The percentage of CD8+ cells in the CD3+ population 7 days after depletion was compared to the levels before depletion. a–c, Sample flow cytometry shows the absence of CD8β+ cells as part of the CD3+ T cell population after depletion in the peripheral blood (a), rectum (b) and lymph nodes (c) of macaques. Similar results were found across all CD8-depleted macaques (n = 28 biologically independent samples). d, The percentage of CD8β+ cells compared to pre-depletion baseline was calculated in all CD8-depleted macaques (treated with or without N-803, n = 28 macaques) across blood and tissue samples (no differences in CD8+ T cell depletion were observed between groups 2 and 3 on day 7).
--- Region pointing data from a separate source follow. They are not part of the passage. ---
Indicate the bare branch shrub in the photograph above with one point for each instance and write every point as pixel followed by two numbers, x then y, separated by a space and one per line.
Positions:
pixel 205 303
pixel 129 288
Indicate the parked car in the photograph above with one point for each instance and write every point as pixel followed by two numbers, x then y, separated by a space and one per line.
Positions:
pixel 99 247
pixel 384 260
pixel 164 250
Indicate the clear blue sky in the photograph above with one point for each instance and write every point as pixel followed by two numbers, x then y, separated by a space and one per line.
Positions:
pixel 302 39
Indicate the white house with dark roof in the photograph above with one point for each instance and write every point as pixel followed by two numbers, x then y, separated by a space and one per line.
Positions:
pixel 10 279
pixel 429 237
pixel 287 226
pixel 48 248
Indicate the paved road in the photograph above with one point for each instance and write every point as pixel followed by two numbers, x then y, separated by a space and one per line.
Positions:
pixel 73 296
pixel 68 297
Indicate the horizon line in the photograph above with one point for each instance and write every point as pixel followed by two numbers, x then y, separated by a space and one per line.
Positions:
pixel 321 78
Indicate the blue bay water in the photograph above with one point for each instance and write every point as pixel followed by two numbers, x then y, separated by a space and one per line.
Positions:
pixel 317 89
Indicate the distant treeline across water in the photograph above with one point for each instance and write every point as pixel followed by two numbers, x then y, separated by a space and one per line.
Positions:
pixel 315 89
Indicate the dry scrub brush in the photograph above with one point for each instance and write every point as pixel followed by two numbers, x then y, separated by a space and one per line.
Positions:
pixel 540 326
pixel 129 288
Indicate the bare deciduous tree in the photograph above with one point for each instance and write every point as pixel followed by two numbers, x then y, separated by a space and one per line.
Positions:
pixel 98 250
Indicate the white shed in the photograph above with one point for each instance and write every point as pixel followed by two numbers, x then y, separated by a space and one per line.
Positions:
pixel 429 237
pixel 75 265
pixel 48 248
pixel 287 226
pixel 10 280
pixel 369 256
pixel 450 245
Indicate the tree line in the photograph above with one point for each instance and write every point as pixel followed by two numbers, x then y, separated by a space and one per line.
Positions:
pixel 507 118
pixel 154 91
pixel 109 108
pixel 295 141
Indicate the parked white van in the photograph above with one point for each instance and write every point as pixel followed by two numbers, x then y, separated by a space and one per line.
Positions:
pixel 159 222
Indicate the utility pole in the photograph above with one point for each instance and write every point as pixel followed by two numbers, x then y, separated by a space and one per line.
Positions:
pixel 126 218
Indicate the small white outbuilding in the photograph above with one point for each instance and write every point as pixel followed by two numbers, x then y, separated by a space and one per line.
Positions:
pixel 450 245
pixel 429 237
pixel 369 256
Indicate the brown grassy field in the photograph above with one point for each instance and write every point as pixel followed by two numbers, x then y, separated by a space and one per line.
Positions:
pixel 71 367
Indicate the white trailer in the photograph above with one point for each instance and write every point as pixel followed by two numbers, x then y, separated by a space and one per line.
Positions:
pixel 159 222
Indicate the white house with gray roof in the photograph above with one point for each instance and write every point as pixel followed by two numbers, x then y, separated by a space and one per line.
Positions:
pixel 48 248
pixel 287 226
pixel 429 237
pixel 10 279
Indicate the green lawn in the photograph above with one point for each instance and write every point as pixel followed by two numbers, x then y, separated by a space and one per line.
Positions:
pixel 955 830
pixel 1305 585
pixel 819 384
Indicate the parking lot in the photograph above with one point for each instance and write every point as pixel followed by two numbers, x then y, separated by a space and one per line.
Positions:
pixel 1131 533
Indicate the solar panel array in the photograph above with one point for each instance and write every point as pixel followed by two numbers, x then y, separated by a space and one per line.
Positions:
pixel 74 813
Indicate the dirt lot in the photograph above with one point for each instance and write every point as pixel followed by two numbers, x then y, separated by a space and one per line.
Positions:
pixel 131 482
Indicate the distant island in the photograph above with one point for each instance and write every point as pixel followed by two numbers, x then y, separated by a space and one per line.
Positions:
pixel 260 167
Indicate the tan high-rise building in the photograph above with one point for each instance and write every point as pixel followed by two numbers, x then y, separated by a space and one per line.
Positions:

A two-sided Friedman test was used to calculate statistically significant changes compared to baseline across tissues. e, Depletion of NK cells in the peripheral blood was assessed 1 week after CD8 depletion alone (n = 14 macaques) compared to baseline. Statistical significance was calculated using Wilcoxon signed-rank test. Data are mean ± s.e.m.
Extended Data Fig. 2 Phenotypic changes to CD4+ T cells after intervention.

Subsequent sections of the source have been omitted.